Rama was still forming herself as a young woman during her mother's mental breakdown. Frequent visits to the asylum proved decisive: "I felt comfortable in that surrounding. Because it's there I began to have manners and upbringing without either cultural preparation or etiquette." Observing the unusual, quixotic characters in the asylum and absorbing that atmosphere has a liberating effect on the budding artist, which would inform her whole aesthetic and world view. Rama had enrolled at the art academy but school would not be her path forward; she skipped class and dropped out. Right off the bat she intuitively possessed her own self-assured style, line quality, subject matter, and twisted perspective. Specificity of vision, brazenly expressed, distinguishes Rama's earliest works.

Art practice 
As a painter, Rama began with sex and with watercolor. Infused with inwardness, watercolor has an intimate relation to the painter's body, with brushwork that tends to revolve around hand and wrist action, much like writing; its scale suited Rama's tabletop home-studio set-up. A medium of dilution and pollution, bleeding and spillage, watercolor was just the right thing for the then-young artist fascinated by bodies, orifices, fluids, and their intersubjective exchange. Color in her early watercolors is generally applied sparingly, in pale washes or barely at all, with strategic, vivid punctuations that draws attention to key erogenous zones: mouths, tongues, nipples, cunts, dicks, and assholes- wet holes and erotic plumbing primed for liquid flow. Of all the orifices, the mouth is Rama's favorite, as it is the most representative of desire. Her watercolors redesign anatomies, amputate and reorder limbs, realign orifices, and scramble physiological functions. Her women are often depicted armless, legless, or both, appearing broken like damaged classical ruins from Italy's ancient past.

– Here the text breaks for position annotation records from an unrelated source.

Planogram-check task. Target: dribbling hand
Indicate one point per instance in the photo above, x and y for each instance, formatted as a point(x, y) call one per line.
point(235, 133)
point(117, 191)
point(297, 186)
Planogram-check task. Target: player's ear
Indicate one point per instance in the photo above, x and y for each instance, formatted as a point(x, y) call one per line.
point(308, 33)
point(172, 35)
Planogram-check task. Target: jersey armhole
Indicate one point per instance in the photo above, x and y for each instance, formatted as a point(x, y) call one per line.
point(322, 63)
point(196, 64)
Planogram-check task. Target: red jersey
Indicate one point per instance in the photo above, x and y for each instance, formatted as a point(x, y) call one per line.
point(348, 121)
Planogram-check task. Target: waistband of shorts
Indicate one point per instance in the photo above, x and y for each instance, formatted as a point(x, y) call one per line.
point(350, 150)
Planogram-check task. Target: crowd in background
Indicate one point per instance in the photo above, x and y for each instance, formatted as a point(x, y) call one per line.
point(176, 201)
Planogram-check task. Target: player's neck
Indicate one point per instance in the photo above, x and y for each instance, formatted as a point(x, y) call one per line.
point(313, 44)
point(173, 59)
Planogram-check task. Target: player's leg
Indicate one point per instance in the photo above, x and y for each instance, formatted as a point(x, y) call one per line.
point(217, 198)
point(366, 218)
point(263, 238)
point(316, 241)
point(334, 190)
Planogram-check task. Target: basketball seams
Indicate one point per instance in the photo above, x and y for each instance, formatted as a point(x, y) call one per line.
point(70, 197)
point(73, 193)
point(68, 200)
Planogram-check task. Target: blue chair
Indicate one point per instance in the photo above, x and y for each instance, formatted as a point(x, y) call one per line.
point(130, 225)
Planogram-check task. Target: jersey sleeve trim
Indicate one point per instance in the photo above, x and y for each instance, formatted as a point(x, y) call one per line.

At the end of the thirties Carol Rama also painted some twenty oils on canvas with a less scabrous content, as if her message had been influenced by the more conventional medium. They are most of all self portraits in which the coulees are at first laid on flat, in a manner that recalls some of Felice Castorati's early paintings, but the features are stylized to such an extent that they disappear, reducing the face and the body to mere splotches of lumpy paint.

The work of Carol Rama was also the object of what we could call a psychopathological reduction. Throughout the 19th century and a large part of the 20th, the art produced by sexual and political minorities and those of functional and cognitive diversity have been strained by epistemological-political taxonomies.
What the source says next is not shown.